International Consensus on Anti-Aging Dermocosmetics and Skin Care for Clinical Practice Using the RAND/UCLA Appropriateness Method

January 2024 | Volume 23 | Issue 1 | 1337 | Copyright © January 2024


Published online December 16, 2023

Zoe D. Draelos MDa, Liu Wei MDb, Mukta Sachdev MDc, Bruna S. F. Bravo MDd, Vasanop Vachiramon MDe, Marie Jourdan MDf, Martina Kerscher MD PhDg, Catherine Delva h, Stephanie Leclerc-Mercier MDi

aDermatology Consulting Services, PLLC, High Point, NC 
bDepartment of Dermatology, Air Force General Hospital, Beijing, China
cDepartment of Dermatology, Manipal Hospital, Bangalore, India; MS Clinical Research Pvt Ltd, Bangalore, India
dClinica Bravo and Bravo Research Center, Rio de Janeiro, Brazil 
eDivision of Dermatology, Department of Medicine, Faculty of Medicine Ramathibodi Hospital, Mahidol University, Bangkok, Thailand
fCentre Laser International de la Peau-Paris (CLIPP), Paris, France
gDivison of Cosmetic Sciences, University of Hamburg, Germany
hInferential, Paris, France
iLaboratoires Vichy International, Levallois-Perret, France 



In scenario 4, as men have more facial hair and are more prone to folliculitis, they are likely to find the appearance of tinted sunscreen/iron oxide inappropriate and not cosmetically acceptable. Antioxidants, C-xyloside, and peptides are all appropriate for men and women as both sexes need to protect and repair their skin from exposome factors and are affected by decreased synthesis of collagen and extracellular matrix compounds as they age. 
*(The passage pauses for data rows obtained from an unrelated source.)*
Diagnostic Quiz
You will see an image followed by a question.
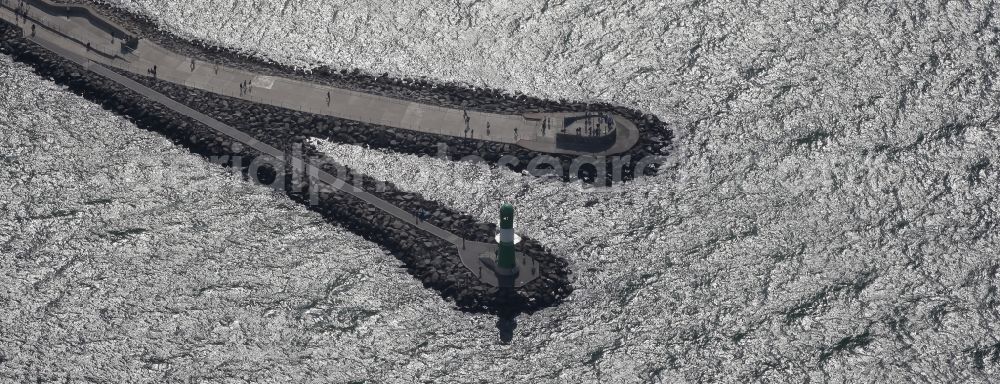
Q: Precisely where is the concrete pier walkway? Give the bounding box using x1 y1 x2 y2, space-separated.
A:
2 0 639 156
0 0 541 287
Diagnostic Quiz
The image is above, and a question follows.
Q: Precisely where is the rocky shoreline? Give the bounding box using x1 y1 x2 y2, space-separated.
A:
0 22 572 314
50 0 673 185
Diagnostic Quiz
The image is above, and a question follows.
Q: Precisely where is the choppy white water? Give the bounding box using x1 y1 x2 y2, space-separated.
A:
0 0 1000 382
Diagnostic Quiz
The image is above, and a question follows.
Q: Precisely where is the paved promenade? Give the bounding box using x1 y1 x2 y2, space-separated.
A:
0 0 639 155
0 2 540 287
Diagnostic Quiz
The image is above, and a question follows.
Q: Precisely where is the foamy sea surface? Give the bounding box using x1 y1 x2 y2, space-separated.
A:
0 0 1000 382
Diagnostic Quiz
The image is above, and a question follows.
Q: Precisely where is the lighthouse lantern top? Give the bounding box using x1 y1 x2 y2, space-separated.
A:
500 204 514 228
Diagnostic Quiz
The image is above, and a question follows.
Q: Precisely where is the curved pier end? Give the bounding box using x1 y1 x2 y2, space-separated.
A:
517 112 641 156
0 16 573 314
3 0 645 170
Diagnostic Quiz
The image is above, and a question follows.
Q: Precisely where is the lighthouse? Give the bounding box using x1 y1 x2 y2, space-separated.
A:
496 204 517 275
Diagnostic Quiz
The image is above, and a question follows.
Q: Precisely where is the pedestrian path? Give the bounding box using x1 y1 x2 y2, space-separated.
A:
0 0 541 287
0 0 639 156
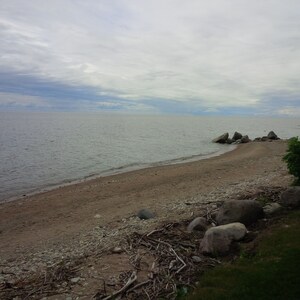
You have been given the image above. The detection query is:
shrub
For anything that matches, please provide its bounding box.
[283,137,300,184]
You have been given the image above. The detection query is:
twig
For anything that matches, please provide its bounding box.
[127,280,151,294]
[103,271,137,300]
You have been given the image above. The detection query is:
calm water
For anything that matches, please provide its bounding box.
[0,113,300,201]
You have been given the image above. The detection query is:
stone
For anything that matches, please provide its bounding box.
[213,132,229,144]
[263,202,282,216]
[278,186,300,208]
[232,131,243,141]
[137,208,155,220]
[187,217,208,232]
[241,135,251,144]
[200,222,247,255]
[70,277,80,283]
[267,131,278,140]
[216,200,264,226]
[111,247,124,254]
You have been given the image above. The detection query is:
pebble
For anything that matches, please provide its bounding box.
[71,277,80,283]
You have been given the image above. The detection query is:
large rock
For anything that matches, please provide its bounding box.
[137,208,155,220]
[232,131,243,141]
[241,135,251,144]
[213,132,229,144]
[216,200,264,225]
[187,217,209,232]
[278,186,300,208]
[267,131,278,140]
[200,223,247,255]
[263,202,282,216]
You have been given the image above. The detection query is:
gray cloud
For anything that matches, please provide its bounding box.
[0,0,300,113]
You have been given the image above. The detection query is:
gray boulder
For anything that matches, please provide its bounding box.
[263,202,282,216]
[233,139,242,145]
[232,131,243,141]
[216,200,264,225]
[278,186,300,208]
[137,208,155,220]
[213,132,229,144]
[200,223,247,255]
[187,217,209,232]
[267,131,278,140]
[241,135,251,144]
In scenario 4, with the risk of sun exposure, vitamin C and tranexamic acid are not recommended as they make skin more photosensitive. AHA should also be avoided before sun exposure as it could cause stinging and burning, especially when receiving isotretinoin treatment as this makes the skin very dry.

In scenario 5, low pH and high concentrations (up to 5%) of AHA should be avoided for darker FST IV to VI in both sexes due to the risk of PIH. A progressive application starting at low concentrations, with moisturizers to reduce irritation, is advised for thick skin to improve the complexion.
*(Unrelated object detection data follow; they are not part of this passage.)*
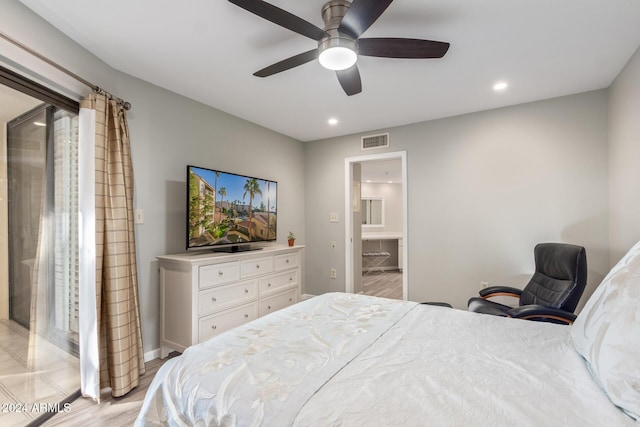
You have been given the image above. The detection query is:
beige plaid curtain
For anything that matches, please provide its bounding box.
[80,94,145,397]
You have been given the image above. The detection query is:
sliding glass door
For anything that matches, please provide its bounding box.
[0,81,80,425]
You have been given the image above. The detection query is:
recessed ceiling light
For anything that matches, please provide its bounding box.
[493,82,509,92]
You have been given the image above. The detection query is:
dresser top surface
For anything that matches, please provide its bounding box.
[156,245,304,265]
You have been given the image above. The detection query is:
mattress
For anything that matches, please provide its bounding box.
[136,293,639,426]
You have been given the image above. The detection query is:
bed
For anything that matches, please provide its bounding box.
[136,245,640,426]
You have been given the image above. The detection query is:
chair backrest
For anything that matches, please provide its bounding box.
[520,243,587,313]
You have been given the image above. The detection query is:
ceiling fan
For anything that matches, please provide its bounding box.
[229,0,449,96]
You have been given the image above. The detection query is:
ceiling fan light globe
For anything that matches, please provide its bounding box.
[318,46,358,71]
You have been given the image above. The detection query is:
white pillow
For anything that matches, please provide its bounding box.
[571,242,640,420]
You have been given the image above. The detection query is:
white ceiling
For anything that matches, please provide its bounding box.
[21,0,640,141]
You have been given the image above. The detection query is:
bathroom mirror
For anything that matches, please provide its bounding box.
[362,197,384,227]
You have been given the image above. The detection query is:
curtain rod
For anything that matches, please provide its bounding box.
[0,31,131,110]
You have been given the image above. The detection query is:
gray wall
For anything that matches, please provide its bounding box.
[119,76,305,352]
[0,0,305,352]
[609,49,640,266]
[5,0,640,352]
[305,90,609,308]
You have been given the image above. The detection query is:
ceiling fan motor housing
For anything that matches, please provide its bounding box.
[318,0,358,59]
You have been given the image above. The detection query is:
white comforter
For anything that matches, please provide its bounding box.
[136,294,638,426]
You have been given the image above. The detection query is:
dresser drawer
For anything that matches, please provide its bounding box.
[259,270,298,296]
[198,302,258,342]
[198,279,258,316]
[259,289,298,316]
[274,253,298,271]
[240,256,273,279]
[198,262,240,289]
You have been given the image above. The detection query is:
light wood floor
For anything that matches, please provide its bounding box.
[362,270,402,299]
[42,353,178,427]
[0,320,80,426]
[37,270,402,427]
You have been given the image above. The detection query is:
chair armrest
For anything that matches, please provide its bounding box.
[479,286,522,299]
[507,304,578,325]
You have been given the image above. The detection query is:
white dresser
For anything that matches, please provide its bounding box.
[158,246,304,359]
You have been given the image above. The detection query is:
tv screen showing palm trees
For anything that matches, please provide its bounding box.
[187,166,278,249]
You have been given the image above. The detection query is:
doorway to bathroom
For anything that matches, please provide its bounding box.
[345,151,408,300]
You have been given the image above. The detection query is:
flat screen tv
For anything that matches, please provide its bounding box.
[187,165,278,252]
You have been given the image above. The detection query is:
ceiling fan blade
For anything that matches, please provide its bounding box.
[336,64,362,96]
[229,0,327,41]
[338,0,393,39]
[253,49,318,77]
[358,38,449,59]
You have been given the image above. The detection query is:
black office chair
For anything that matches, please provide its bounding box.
[468,243,587,324]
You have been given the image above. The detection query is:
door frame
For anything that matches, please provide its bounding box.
[344,151,409,301]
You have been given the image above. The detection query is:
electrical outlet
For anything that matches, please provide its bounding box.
[133,209,144,224]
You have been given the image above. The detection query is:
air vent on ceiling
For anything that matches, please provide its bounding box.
[362,133,389,150]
In scenario 5, a daily cleanser is recommended after exposure to pollution during the day and other antioxidants may also be recommended to combat pollution.

For scenario 6, the experts did not reach a consensus after 2 rounds of discussions on whether AHA should be avoided for dark phototypes after ablative laser treatment. Glycolic acid has low molecular weight and can penetrate the dermis, causing irritation and risk of hyperpigmentation for phototypes IV to VI, in both men and women. Four out of 7 experts would avoid AHA (including glycolic acid) in FST IV to VI after ablative laser treatment due to the elevated risk of PIH. Two experts indicated that it would not be the most appropriate first option, but they would use it with caution, while one expert uses it regularly in FST IV to VI with caution, avoiding high concentrations and low pH. Salicylic acid, which is a beta hydroxy acid, has a larger molecular weight and may be less irritating as it does not penetrate the dermis, but was not considered to be appropriate after ablative laser treatment.